Often, because the occlusion effect can be so intolerable, people will
use vented earmolds and then be forced to reduce the gain of their hearing
aids in order to eliminate acoustic feedback. Gain reduction is not an
appropriate way to eliminate acoustic feedback. While acoustic feedback can
be controlled in this way, it is being achieved by compromising desired
amplification goals, particularly in the higher frequencies. Clinicians (and
their clients) often find themselves trying to achieve a workable balance
-between a tolerable occlusion effect and a minimally acceptable pattern of
amplification. This is not something that we should have to compromise on.
And, as will be discussed below, we may no longer have to.
In addition to reducing or eliminating the occlusion effect, there are
several other relevant acoustic and audiological implications of venting. As
already noted, a vented earmold permits the amplified low frequencies to
escape from the ear canal. It does this by opening up a less resistant
acoustic path for these low frequencies to exit the ear canal rather than
continuing forward to the eardrum. In reality, therefore, it is mainly the
amplified higher frequencies that are actually transmitted through the
middle ear. The larger the vent, the more the low frequencies are shunted
out of the ear canal and the more the amplification focus becomes the higher
frequencies. These acoustic effects of vented earmolds have long been
applied in hearing aid fitting practices. However, vented earmolds not only
emphasize the amplified higher frequencies; they also permit the natural
reception of the low frequencies directly through the vent to the eardrum.

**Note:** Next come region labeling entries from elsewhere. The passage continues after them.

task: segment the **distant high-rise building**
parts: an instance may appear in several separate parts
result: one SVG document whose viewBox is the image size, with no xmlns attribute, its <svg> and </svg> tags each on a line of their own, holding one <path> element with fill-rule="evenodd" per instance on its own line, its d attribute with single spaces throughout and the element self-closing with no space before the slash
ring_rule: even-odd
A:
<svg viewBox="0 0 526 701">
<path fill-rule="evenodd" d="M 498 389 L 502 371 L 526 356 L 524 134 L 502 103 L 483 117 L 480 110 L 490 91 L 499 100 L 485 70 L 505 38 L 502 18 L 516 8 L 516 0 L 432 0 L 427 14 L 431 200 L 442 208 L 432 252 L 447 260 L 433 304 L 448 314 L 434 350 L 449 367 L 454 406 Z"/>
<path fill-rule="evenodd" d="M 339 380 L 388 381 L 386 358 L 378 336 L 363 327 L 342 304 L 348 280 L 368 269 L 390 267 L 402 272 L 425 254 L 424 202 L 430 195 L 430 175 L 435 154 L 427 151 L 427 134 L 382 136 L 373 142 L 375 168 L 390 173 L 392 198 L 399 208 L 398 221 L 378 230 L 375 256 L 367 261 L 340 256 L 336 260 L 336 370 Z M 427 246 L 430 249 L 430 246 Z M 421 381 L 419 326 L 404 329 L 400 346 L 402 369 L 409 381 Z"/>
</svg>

Here, too, as with the occlusion effect, the reality situation has often
necessitated a compromise between the size of the vent for the necessary low
frequency reduction and the amplification goal for the higher frequencies.

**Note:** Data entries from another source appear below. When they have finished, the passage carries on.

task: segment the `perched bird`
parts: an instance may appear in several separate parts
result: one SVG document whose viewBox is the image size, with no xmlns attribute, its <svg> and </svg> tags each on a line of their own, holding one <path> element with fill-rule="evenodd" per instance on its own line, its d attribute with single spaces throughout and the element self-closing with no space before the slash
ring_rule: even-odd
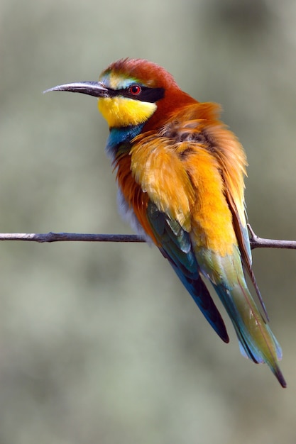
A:
<svg viewBox="0 0 296 444">
<path fill-rule="evenodd" d="M 199 103 L 163 68 L 140 59 L 112 63 L 99 82 L 47 91 L 98 98 L 110 130 L 106 150 L 116 172 L 121 213 L 139 235 L 157 245 L 214 330 L 228 343 L 224 323 L 203 279 L 211 282 L 242 354 L 256 363 L 267 363 L 286 387 L 278 364 L 280 346 L 267 325 L 251 269 L 243 197 L 246 155 L 219 120 L 219 106 Z"/>
</svg>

Hearing aid users with relatively good low frequency hearing require a
larger vent for maximum low frequency reduction. But since this larger vent
increases sound leakage, and thus feedback, it becomes difficult to meet
amplification targets for the more impaired higher frequencies. But this is
exactly where most of the sound amplification is required for people with
this type of hearing loss. The resulting compromise may necessitate more low
and less high frequency amplification than is desirable. So it can be a
fitting dilemma.
Vents also have a number of advantages in addition to those already
reviewed, such as permitting the natural aeration of the ear canal so that
it is not perennially moist. To be precise, however, it is not the vent
itself that produces these acoustic and non-acoustic effects, but the fact
that we are reducing the impact of inserting a foreign body (the earmold)
into the ear canal. For people with lesser degrees of hearing loss, a vent
is just one step toward obtaining all the acoustic and comfort benefits of a
completely "open" ear canal. People with the most severe hearing losses, for
whom earmolds will be required for the foreseeable future, need to receive
feedback-free amplification at the target output levels. For both these
groups, an electronic solution for feedback is necessary in order to realize
these goals. Earmold modification by itself will not do it.